For almost our entire time in Indonesia, we’ve had a dog. It started out for security reasons. When we first arrived in Tarakan, we were shown around our house then handed a puppy. “Here’s your dog,” we were told. A bit baffled – not having requested a dog – we took it and in time grew to love Sydney.
|Carter and Sydney, aka "Christmas Dinner"|
Sydney, unfortunately, was not very bright. The whole point of a dog was to provide security, but instead she barked at us and wagged her tail at strangers.
So we weren’t too sad when – through a misunderstanding – Sydney was eaten one Christmas. Which is a whole other story.
Our next dog, Sandy, was an improvement. She was a wonderful guard dog, and even alerted us to snakes and other critters in the yard. She was great with the kids, and gave us puppies when we forgot to give her birth control (one of the weirdest moments of my life – me, about seven months pregnant, at the apotik, buying birth control pills and trying to convince the gal behind the counter they were for the dog).
|Good ol' Sandy (photo by Tripp Flythe)|
Sandy grew a little snippy over the years so when we left Tarakan in 2011, no one really wanted her, so some friends of ours helped put her to sleep.
When we left Tarakan and moved to Papua, I swore off all mammals. I was done. I was done with the smell, the hair, the making of the dog food (rice mixed with sardines – yuck), the barking, etc.
Then an email went out that the local vet had a litter of beagle/golden retriever mix puppies available for purchase. The kids begged. I said we’d go look. I wonder how many people have ended up with a dog after just going “for a look”?
The most beagle-looking one in the bunch captured the kids’ hearts. The vote was 5-1. Guess who dissented? Charley was ours.
|It's a good thing he was so cute.|
I will admit, he was a very cute puppy. “I almost can’t handle the cuteness!” one of the kids exclaimed. But then there was the puppy-training, the whining, the messes. And the bigger he grew, the more the beagle in him came out. He was a master of escape. Our yard is fairly large with lots of fence to escape through. It became a two-year project to get our fence escape-proof. I about lost my mind in the process.
|"What, me escape?" -- Note barbed wire on bottom of fence.|
Because of his constant escapades out of our yard, everyone on Pos 7 knows him by name. The neighborhood kids love him. Sometimes we let kids come in the yard to play with him. Once we saw a little boy bury his face into Charley’s back while hugging him, saying, “Oh, you make me so happy!”
It’s not like there’s a shortage of dogs for these kids to love on. There are kampung mutts all over the place, but they’re always scurrying around with their tails tucked between their mangy legs, casting furtive glances, and yelping at all hours. They live a hardscrabble life. They don’t exactly invite play and affection.

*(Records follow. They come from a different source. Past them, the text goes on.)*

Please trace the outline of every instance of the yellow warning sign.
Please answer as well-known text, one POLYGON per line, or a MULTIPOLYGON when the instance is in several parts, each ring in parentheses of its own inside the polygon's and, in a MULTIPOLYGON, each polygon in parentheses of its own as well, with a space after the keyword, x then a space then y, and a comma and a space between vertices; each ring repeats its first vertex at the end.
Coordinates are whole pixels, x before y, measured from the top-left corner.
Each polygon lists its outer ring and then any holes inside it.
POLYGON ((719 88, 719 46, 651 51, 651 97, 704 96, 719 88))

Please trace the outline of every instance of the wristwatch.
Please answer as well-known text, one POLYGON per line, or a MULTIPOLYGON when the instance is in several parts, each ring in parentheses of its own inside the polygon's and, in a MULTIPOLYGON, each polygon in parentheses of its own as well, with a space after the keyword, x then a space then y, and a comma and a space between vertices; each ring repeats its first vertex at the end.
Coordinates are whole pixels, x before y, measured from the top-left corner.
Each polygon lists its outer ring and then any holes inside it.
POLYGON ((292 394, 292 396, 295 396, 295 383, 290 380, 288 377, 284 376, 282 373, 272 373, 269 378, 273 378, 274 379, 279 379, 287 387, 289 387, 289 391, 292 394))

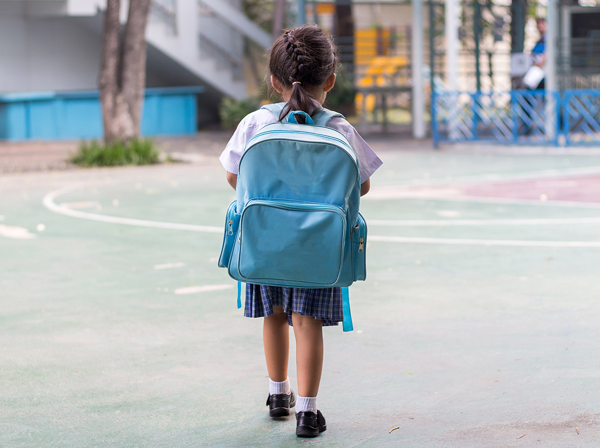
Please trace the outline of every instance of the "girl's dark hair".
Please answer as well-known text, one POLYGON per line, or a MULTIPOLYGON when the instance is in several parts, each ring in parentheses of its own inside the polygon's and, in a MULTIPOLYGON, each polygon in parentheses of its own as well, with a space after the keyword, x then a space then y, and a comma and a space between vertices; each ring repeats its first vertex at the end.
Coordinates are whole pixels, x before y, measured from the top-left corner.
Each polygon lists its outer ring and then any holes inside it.
POLYGON ((312 115, 318 110, 321 105, 310 91, 325 83, 337 64, 335 44, 316 25, 289 29, 280 36, 271 47, 269 71, 282 86, 291 87, 292 94, 279 121, 290 111, 302 110, 312 115))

I think that is Charley’s appeal. He’s happy-go-lucky – doesn’t have to scrap for food, doesn’t have to fight off would-be rivals. He can afford to be friendly and lovable. He’s never met a stranger. As a guard dog, he’s not worth much. He’s just a presence. He just loves people too much to be a threat. Maybe there’s a lesson there for us.
The kids have about a dozen nicknames for him, including Charles, Beaglicious, the Sleek One, Pharaoh, Charley Chumbles, Chumb, and their favorite, the Beag.
I admit, he’s grown on me over the years. We take regular walks around the neighborhood, or I should say we go out for regular sessions of Charley pulling me up and down Pos 7. He is always my buddy anytime I’m out in the yard. Every now and then, the kids catch me petting him and they say, “See! You do love him!”
As our time in Indonesia draws to a close, I’ve been contemplating all the goodbyes we’ll be saying. I would not have said this a few years ago, but I’m saying it now: I am going to have a hard time saying goodbye to Charley.